Alive in Shape and Color
Even before Lawrence Block could rest on his laurels from In Sunlight or In Shadow, a question arose. What would he do for an encore?
Any number of artists have produced evocative work, paintings that could trigger a literary response. But none came to mind who could equal Hopper in turning out canvas after canvas. If no single artist could take Hopper’s place, how about a full palette of them? Suppose each author was invited to select a painting from the whole panoply of visual art—From the cave drawings at Lascaux to a contemporary abstract canvas on which the paint has barely dried.

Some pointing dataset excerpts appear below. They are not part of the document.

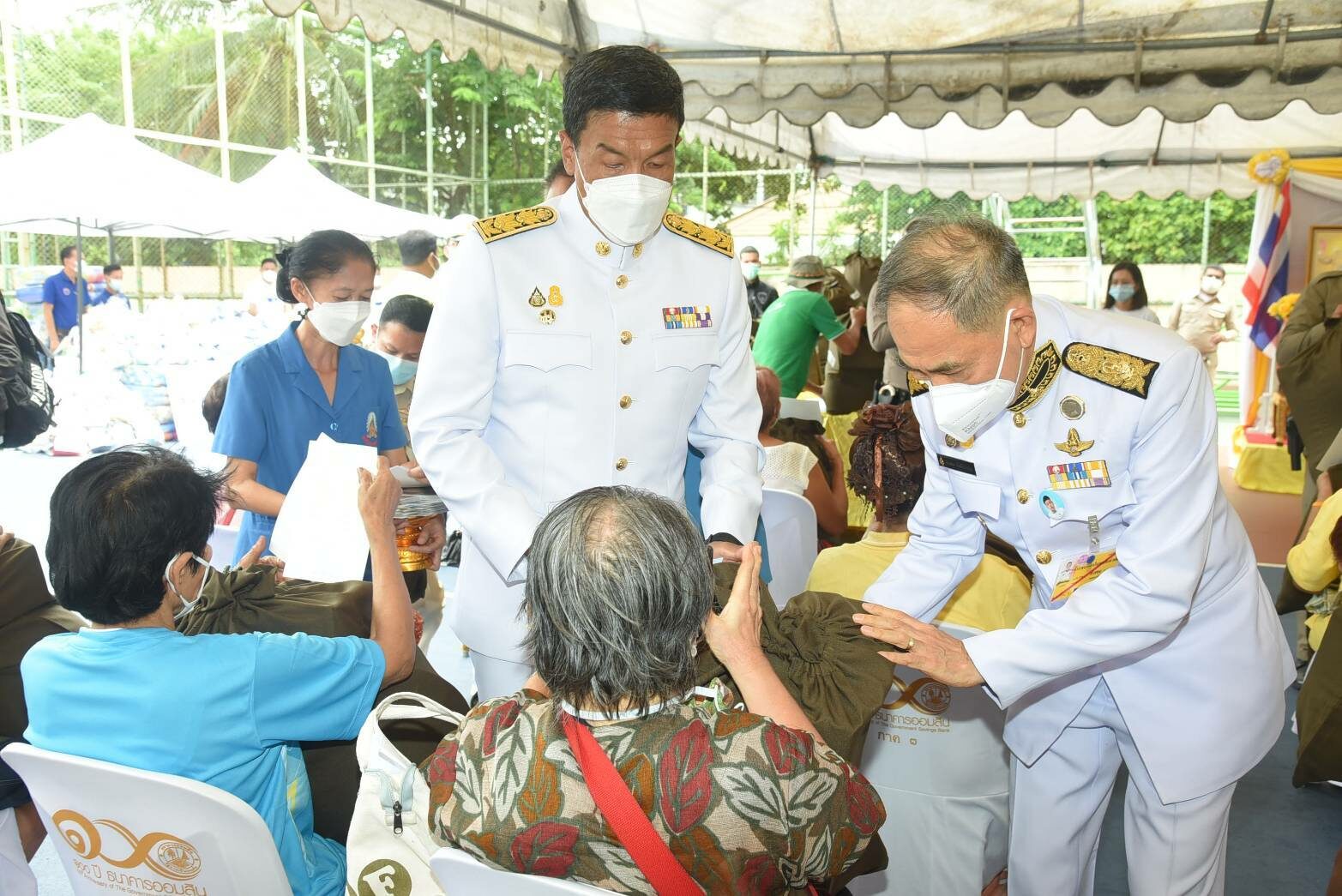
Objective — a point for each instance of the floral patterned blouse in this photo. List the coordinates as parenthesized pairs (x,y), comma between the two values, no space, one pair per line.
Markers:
(746,805)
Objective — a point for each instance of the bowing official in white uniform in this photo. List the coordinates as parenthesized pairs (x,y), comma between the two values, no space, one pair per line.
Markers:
(581,344)
(1088,443)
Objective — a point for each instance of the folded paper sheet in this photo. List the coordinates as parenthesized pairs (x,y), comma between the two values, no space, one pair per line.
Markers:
(318,532)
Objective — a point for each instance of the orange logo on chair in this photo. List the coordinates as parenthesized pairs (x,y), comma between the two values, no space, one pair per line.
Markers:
(925,695)
(163,853)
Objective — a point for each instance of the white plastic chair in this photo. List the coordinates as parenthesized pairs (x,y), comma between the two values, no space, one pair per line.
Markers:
(460,872)
(111,824)
(790,525)
(938,761)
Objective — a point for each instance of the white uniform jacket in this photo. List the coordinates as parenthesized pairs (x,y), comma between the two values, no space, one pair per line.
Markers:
(557,361)
(1180,624)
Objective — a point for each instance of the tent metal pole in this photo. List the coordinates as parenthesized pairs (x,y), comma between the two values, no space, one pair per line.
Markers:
(484,154)
(814,183)
(703,185)
(1207,228)
(368,118)
(80,295)
(226,171)
(301,82)
(885,221)
(429,133)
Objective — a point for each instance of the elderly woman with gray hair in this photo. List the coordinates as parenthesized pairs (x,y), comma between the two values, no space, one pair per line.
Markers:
(749,800)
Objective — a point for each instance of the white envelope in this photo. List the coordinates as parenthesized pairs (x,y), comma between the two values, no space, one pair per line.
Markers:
(318,532)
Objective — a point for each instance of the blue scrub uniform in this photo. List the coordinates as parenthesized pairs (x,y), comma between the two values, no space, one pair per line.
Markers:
(275,406)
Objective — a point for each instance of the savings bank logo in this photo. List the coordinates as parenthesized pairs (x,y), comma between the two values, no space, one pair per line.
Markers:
(163,853)
(925,695)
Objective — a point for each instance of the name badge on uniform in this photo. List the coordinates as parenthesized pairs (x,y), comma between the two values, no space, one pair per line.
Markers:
(1086,474)
(959,465)
(1082,570)
(688,316)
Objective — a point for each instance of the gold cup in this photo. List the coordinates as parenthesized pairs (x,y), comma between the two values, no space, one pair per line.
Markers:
(412,561)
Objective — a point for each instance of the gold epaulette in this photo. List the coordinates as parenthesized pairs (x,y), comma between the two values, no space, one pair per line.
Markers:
(715,240)
(509,223)
(1118,369)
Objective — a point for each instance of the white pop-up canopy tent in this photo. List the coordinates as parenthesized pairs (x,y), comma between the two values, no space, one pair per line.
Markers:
(1045,97)
(90,175)
(292,199)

And what a dazzling response! Joyce Carol Oates picked Le Beaux Jours by Balthus. Warren Moore chose Salvador Dali’s The Pharmacist of Ampurdam Seeking Absolutely Nothing. Michael Connelly, who sent Harry Bosch to Chicago for a close look at Nighthawks, has a go at The Garden of Earthly Delights by Harry’s namesake Hieronymous Bosch. S. J. Rozan finds a story in Hokusai’s The Great Wave, while Jeffery Deaver’s "A Significant Find” draws its inspiration from—yes—those prehistoric cave drawings at Lascaux. And Kristine Kathryn Rusch moves from painting to sculpture and selects Rodin.
In artists ranging from Art Frahm and Norman Rockwell to René Magritte and Clifford Still, the impressive concept goes on to include Thomas Pluck, Sarah Weinman, David Morrell, Craig Ferguson, Joe R. Lansdale, Jill D. Block, Justin Scott, Jonathan Santlofer, Gail Levin, Nicholas Christopher, and Lee Child, with each story accompanied in color by the work of art that inspired it.